Laser cooling of trapped ions allows for highly controlled atomic-scale experiments—as few as one atom may be held for hours or longer, removed from nearly all environmental disturbance, at temperatures approaching absolute zero.
Unprecedentedly precise measurements are possible: an ion-trap-based atomic clock is currently the world’s most exact with accuracy to within one second over ten billion years. Among the currently developing research applications are fundamental tests of the Standard Model, coherent control experiments, and the development of a quantum computer.
These applications are based almost entirely on laser cooling of only a few, particularly suitable, atomic species. Expanding the class of laser coolable ions promises to likewise expand the range of applications. In particular, cooling of molecules, whose internal structure is more complicated than that of atoms, is highly desired and thus far accomplished only by indirect means: the molecules are brought into thermal contact with either a cold background gas or directly coolable atomic ions.

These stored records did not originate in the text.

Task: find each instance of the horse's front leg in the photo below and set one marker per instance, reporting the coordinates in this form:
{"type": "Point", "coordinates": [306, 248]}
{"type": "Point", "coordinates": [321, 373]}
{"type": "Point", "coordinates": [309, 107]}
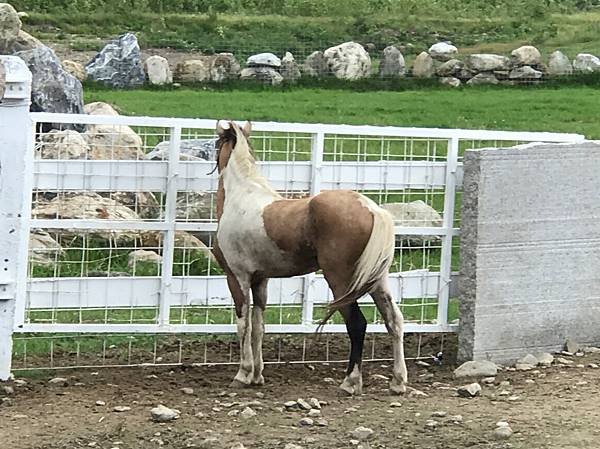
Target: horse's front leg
{"type": "Point", "coordinates": [240, 290]}
{"type": "Point", "coordinates": [259, 299]}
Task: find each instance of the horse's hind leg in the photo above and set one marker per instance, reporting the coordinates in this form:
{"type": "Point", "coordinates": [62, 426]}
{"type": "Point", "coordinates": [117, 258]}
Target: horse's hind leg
{"type": "Point", "coordinates": [394, 322]}
{"type": "Point", "coordinates": [259, 298]}
{"type": "Point", "coordinates": [356, 325]}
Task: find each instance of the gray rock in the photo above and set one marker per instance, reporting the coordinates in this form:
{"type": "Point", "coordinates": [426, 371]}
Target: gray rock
{"type": "Point", "coordinates": [450, 81]}
{"type": "Point", "coordinates": [263, 60]}
{"type": "Point", "coordinates": [487, 62]}
{"type": "Point", "coordinates": [526, 55]}
{"type": "Point", "coordinates": [164, 414]}
{"type": "Point", "coordinates": [586, 63]}
{"type": "Point", "coordinates": [450, 68]}
{"type": "Point", "coordinates": [315, 65]}
{"type": "Point", "coordinates": [10, 25]}
{"type": "Point", "coordinates": [442, 51]}
{"type": "Point", "coordinates": [392, 63]}
{"type": "Point", "coordinates": [349, 61]}
{"type": "Point", "coordinates": [289, 70]}
{"type": "Point", "coordinates": [469, 391]}
{"type": "Point", "coordinates": [189, 150]}
{"type": "Point", "coordinates": [118, 64]}
{"type": "Point", "coordinates": [525, 72]}
{"type": "Point", "coordinates": [476, 369]}
{"type": "Point", "coordinates": [362, 433]}
{"type": "Point", "coordinates": [53, 89]}
{"type": "Point", "coordinates": [483, 78]}
{"type": "Point", "coordinates": [264, 74]}
{"type": "Point", "coordinates": [559, 64]}
{"type": "Point", "coordinates": [423, 66]}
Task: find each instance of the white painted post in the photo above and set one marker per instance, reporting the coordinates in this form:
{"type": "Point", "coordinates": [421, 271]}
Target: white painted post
{"type": "Point", "coordinates": [16, 161]}
{"type": "Point", "coordinates": [169, 235]}
{"type": "Point", "coordinates": [318, 144]}
{"type": "Point", "coordinates": [448, 225]}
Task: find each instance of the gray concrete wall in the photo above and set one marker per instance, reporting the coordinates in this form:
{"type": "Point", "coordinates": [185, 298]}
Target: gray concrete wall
{"type": "Point", "coordinates": [530, 250]}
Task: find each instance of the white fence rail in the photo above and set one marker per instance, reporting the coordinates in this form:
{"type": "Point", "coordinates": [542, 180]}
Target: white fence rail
{"type": "Point", "coordinates": [185, 292]}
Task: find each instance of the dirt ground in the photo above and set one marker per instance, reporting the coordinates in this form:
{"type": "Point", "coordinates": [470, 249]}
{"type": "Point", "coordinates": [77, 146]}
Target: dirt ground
{"type": "Point", "coordinates": [555, 407]}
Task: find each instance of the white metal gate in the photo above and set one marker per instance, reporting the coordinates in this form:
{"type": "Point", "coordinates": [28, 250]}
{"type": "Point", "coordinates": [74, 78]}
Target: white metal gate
{"type": "Point", "coordinates": [88, 195]}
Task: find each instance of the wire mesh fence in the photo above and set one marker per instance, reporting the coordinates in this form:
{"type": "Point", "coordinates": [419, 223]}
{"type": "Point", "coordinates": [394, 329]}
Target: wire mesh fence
{"type": "Point", "coordinates": [123, 221]}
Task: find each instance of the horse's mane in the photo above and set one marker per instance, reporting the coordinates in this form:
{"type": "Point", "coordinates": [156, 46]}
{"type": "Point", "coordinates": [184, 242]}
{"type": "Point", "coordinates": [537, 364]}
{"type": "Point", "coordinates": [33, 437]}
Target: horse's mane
{"type": "Point", "coordinates": [243, 158]}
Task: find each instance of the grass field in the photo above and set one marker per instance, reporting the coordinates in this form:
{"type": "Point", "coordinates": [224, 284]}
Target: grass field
{"type": "Point", "coordinates": [565, 109]}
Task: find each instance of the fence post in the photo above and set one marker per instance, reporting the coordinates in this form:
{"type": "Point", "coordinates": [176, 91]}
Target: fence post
{"type": "Point", "coordinates": [16, 153]}
{"type": "Point", "coordinates": [316, 163]}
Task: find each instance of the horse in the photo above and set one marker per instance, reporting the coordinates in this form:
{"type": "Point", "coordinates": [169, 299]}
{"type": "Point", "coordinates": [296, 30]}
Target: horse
{"type": "Point", "coordinates": [262, 235]}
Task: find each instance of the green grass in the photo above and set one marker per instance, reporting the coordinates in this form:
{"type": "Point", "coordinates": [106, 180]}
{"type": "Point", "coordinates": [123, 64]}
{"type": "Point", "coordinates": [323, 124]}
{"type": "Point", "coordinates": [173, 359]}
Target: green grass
{"type": "Point", "coordinates": [565, 109]}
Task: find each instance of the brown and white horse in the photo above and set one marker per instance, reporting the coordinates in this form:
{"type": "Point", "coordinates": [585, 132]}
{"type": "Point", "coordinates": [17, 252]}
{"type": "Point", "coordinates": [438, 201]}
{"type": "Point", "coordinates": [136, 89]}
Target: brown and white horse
{"type": "Point", "coordinates": [262, 235]}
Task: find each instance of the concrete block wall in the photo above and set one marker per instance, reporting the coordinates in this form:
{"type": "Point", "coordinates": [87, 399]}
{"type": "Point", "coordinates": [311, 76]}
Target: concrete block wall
{"type": "Point", "coordinates": [530, 250]}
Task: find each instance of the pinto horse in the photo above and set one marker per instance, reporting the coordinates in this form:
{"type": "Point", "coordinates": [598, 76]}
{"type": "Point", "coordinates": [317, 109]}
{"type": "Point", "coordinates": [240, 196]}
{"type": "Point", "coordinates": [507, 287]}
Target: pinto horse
{"type": "Point", "coordinates": [262, 235]}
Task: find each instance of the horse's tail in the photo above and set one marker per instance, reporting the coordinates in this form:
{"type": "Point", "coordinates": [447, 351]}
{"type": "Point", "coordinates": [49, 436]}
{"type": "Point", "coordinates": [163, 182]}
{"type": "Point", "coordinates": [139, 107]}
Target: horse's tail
{"type": "Point", "coordinates": [374, 262]}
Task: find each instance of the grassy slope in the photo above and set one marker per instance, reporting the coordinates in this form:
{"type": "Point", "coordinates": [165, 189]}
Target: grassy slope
{"type": "Point", "coordinates": [568, 109]}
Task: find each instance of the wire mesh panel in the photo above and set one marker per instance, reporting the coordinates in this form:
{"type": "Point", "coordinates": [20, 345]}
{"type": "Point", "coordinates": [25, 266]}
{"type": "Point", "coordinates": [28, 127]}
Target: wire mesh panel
{"type": "Point", "coordinates": [123, 222]}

My aim is direct laser cooling of a trapped molecular ion. Here I present research I conducted in my group’s search for a molecular ion suitable for direct cooling. Working from spectroscopic data I calculated transition probabilities between molecular states, and I show some representative results, highlighting the features required for direct cooling. SiO+ was the most promising candidate found in our search. I explain the desirable features it possesses and present results from my currently ongoing attempts to trap and directly cool this molecule.